A side note that I am SUPER EXCITED that the latest seaborn release has a scatterplot function. (But sad that the new default colors are VERY BRIGHT MATPLOTLIB DEFAULTS, that the legend is the dumb matplotlib one with three dots, and that I still can’t figure out how to plot datetime data on the x axis).

Anyway, let’s zoom in to the 30 minutes before and after the route switch, to at least try to control for potential differences in traffic. (This is obviously a simplication, because everyone knows that something magical happens around 9 am and that traffic is in fact a binary variable that magically disappears then).

# I should really learn the differences btw the date formats...
times = pd.DataFrame(data=[datetime.datetime(2018, 9, 18, 9, 0),
                           datetime.datetime(2018, 9, 18, 9, 30),
                           datetime.datetime(2018, 9, 18, 10)],
                     index=['nine_am', 'nine_thirty', 'ten_am'],
                     columns=['datetime'])
times['time_int'] = times['datetime'].astype(np.int64)
fig, ax = plt.subplots()

# Use the integer hack from last post so I can plot more easily
df64['bus_time_int'] = df64['bus_time'].astype(np.int64)

# omg seaborn 0.9.0 has scatterplot!!
sns.scatterplot(data=df64,
                x='bus_time_int', y='time_from_bus',
                hue='route', s=30, ax=ax)

# Just get rid of the x-axis labels rather than fudge with it manually
ax.set_xticklabels('')
ax.set_xlabel('Time that the bus came', fontsize='large')
ax.set_ylabel('Commute time (minus time spent waiting for bus)', fontsize='large')

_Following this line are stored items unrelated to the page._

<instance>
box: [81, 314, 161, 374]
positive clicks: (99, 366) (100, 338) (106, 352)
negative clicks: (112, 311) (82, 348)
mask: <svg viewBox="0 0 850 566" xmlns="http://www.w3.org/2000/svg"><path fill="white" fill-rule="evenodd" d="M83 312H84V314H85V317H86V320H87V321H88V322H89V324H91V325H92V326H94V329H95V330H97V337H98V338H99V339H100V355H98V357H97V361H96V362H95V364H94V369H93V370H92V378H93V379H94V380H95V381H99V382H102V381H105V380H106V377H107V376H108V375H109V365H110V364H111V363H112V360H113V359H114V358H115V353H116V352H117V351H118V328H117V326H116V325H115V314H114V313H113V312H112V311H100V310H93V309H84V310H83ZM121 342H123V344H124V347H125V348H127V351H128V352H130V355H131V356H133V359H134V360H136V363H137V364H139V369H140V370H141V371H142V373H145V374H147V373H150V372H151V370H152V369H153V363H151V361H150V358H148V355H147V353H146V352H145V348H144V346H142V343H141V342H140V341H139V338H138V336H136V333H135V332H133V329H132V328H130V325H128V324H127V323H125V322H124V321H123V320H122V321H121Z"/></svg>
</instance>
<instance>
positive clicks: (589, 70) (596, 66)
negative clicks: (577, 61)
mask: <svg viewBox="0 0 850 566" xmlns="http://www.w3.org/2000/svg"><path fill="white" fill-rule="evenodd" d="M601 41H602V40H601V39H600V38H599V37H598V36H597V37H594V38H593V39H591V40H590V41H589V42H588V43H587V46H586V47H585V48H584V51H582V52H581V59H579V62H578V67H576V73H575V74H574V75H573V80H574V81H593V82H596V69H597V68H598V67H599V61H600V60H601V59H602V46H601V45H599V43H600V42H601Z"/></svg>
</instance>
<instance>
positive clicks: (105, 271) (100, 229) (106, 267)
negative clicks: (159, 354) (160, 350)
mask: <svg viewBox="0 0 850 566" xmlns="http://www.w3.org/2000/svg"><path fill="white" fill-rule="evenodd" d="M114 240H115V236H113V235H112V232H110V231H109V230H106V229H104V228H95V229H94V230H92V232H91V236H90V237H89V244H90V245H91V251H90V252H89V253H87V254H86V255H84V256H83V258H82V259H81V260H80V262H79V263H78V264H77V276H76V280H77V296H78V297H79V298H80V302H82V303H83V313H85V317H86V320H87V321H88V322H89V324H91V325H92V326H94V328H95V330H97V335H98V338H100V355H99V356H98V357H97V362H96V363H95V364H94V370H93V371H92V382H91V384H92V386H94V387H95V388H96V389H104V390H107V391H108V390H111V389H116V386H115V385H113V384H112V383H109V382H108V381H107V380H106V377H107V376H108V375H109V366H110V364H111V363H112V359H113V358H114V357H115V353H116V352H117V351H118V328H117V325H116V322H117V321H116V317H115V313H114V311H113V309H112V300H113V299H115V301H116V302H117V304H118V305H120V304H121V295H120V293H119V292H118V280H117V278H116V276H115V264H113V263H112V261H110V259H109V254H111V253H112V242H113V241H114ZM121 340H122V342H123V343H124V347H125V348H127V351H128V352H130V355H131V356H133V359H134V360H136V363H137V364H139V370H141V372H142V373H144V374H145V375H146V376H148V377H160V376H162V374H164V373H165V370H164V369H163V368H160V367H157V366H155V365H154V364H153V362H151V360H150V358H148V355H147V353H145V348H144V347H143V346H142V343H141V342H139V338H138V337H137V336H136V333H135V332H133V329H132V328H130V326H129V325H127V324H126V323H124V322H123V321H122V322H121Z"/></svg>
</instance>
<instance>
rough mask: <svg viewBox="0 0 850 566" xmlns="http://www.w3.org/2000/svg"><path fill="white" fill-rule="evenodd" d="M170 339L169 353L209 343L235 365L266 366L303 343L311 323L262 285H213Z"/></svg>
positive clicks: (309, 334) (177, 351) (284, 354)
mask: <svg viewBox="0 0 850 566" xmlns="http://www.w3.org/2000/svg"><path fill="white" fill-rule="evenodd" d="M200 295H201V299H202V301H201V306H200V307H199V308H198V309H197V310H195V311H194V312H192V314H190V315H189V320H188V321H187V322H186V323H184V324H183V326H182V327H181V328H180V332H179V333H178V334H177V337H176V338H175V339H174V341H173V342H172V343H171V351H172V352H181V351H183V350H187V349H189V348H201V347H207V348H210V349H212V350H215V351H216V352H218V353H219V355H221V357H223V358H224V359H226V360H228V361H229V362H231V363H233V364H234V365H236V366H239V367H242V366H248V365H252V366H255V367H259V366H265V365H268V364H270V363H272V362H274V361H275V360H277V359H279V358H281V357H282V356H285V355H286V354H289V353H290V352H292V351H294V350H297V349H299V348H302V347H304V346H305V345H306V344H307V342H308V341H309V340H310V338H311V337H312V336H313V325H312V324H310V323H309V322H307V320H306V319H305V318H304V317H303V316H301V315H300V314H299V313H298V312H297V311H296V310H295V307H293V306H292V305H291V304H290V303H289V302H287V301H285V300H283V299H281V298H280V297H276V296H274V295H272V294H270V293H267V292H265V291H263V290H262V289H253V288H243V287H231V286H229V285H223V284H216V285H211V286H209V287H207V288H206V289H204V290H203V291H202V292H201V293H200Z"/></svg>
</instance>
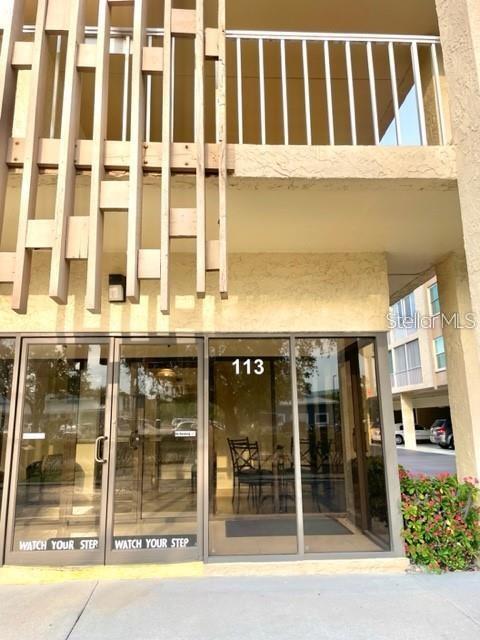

ax.set_xticks([times.loc['nine_am', 'time_int'],
               times.loc['nine_thirty', 'time_int'],
               times.loc['ten_am', 'time_int']])
ax.set_xticklabels(['9:00 am', '9:30 am', '10:00 am'])
ax.set_xlim([times.loc['nine_am', 'time_int'],
          times.loc['ten_am', 'time_int']])

png

Eh, they don’t look that different to be honest. Sure, there are a few times that the Kendall/MIT bus took longer, but you’d expect that given traffic. In fact, the thing that seems most different between the two routes is just the variability in commute times, but I’m pretty sure I already knew that from my previous analysis.

The important thing is that I spent enough time procrastinating on this analysis this morning that I ended up taking the bus right when Hurricane Florence started dumping on Boston! So I’d say that the most important takeaway of this analysis is to not do these analyses when I should be taking the bus to work instead!!